Challenging self-perceptions of ‘Nordic’
"Rhetoric around the Nordic countries is often dominated by clichés. Stereotypes can of course be partly correct, but, with this lexicon, we can continue to provide a foundation for a more nuanced and knowledge-based discussion about what characterises the Nordic societies," says Nicola Witcombe, who is part of the project Reimaging Norden in an Evolving World: An Excellence Hub in Research, Education and Public Outreach (ReNEW).
"Our idea of what ‘Nordic’ means is also influenced by how other countries see us. Abroad, many people associate the Nordic region with TV series such as The Killing, and many believe that the Nordic populations are very homogeneous in all sorts of ways. Over and above that, the images that appear outside the Nordic region often reflect back on our understanding of ourselves," she adds.
She cites as an example that many Nordic politicians refer to the fact that we have a reputation for welfare and at talking to each other and building consensus, but according to the project's researchers, it is important to question some of these assumptions. According to Nicola Witcombe, clichés in many contexts have influenced the rhetoric around the Nordic countries, and commercial and political branding often reduce the Nordic region to easily understandable messages.

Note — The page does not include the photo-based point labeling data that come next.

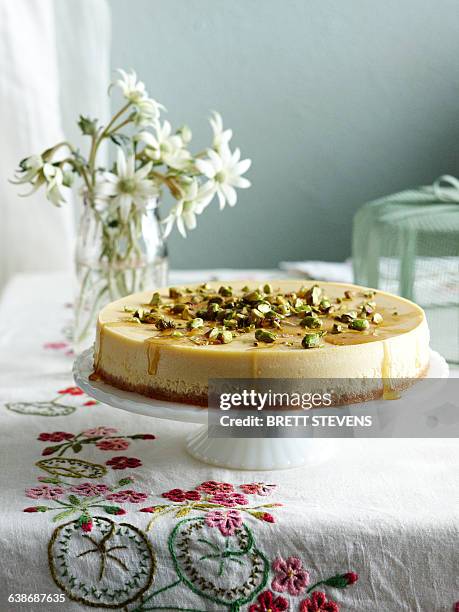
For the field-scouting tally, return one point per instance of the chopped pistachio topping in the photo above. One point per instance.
(209, 315)
(359, 324)
(174, 293)
(311, 340)
(155, 299)
(262, 335)
(311, 322)
(195, 323)
(225, 291)
(163, 324)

Involving young people from the start
The main target group for the project is young people in the Nordic region aged between about 16-25 years. ReNEW's researchers have previously mainly focused their dissemination activities towards other researchers, politicians and journalists, but now young people in high schools and higher education are the focus.
"We are organising meetings with students from four of the Nordic countries to find out what they are interested in within the humanities and social sciences, and what issues they think are important to society today. We think it is important that researchers don’t just disseminate what they think is relevant, but are in dialogue with and speak to the interests of the younger generation," says Nicola Witcombe.

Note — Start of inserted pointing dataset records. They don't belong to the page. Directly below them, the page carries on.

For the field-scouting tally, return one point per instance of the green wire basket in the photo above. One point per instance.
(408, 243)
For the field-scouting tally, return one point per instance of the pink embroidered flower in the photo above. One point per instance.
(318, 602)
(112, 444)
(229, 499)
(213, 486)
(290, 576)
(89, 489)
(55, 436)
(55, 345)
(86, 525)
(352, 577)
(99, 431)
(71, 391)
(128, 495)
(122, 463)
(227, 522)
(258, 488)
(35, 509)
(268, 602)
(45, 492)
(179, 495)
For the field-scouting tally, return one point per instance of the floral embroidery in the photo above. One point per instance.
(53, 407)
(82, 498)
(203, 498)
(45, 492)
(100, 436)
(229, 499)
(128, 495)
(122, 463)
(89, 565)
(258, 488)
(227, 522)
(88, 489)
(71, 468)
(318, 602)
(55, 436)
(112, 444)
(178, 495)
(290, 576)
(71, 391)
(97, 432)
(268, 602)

Podcasts will also be published as part of the project where young people will get the opportunity to meet researchers face to face, to ask questions and discuss Nordic concepts.

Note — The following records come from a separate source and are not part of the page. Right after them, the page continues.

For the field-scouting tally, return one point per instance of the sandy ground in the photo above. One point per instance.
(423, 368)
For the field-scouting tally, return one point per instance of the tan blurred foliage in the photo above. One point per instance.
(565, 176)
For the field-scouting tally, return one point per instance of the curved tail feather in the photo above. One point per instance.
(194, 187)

"There is already a lot of information available on the Internet, but much still remains behind a paywall, and it can be difficult to reach a wider audience. This lexicon will be freely available to everyone, young people do of course not expect to pay for content – and it is even more unusual for them to actually meet a researcher face to face," she says.
The New Nordic Lexicon will comprise of 50+ Nordic terms and concepts in English and a variety of Nordic languages. Students and researchers from across the Nordic countries will help to choose which terms and concepts will be included and their discussions will be shared via associated films and podcasts.
The project has attracted the support of the A.P. Møller Foundation, and the idea for it came from researchers involved in the existing University Hub, Reimaging Norden in an Evolving World: An Excellence Hub in Research, Education and Public Outreach (ReNEW) funded by NordForsk.
Nordic universities collaborate
The team behind nordics.info at Aarhus University’s School of Culture and Society will coordinate the project with the collaboration of:
- Excellence Hub in Research, Education and Public Outreach Reimagining Norden in an Evolving World (ReNEW)
The lexicon will be launched in 2023.
What is Reimaging Norden in an Evolving World: An Excellence Hub in Research, Education and Public Outreach?
ReNEW (Reimagining Norden in an Evolving World) is a research hub established to strengthen the collaboration to develop new and groundbreaking expertise in research on the Nordic region. This will be done by strengthening the research capacity - through mobility, exchange, high-level conferences and education - among six Nordic universities in one strategic and world-leading centre that researches the Nordic region.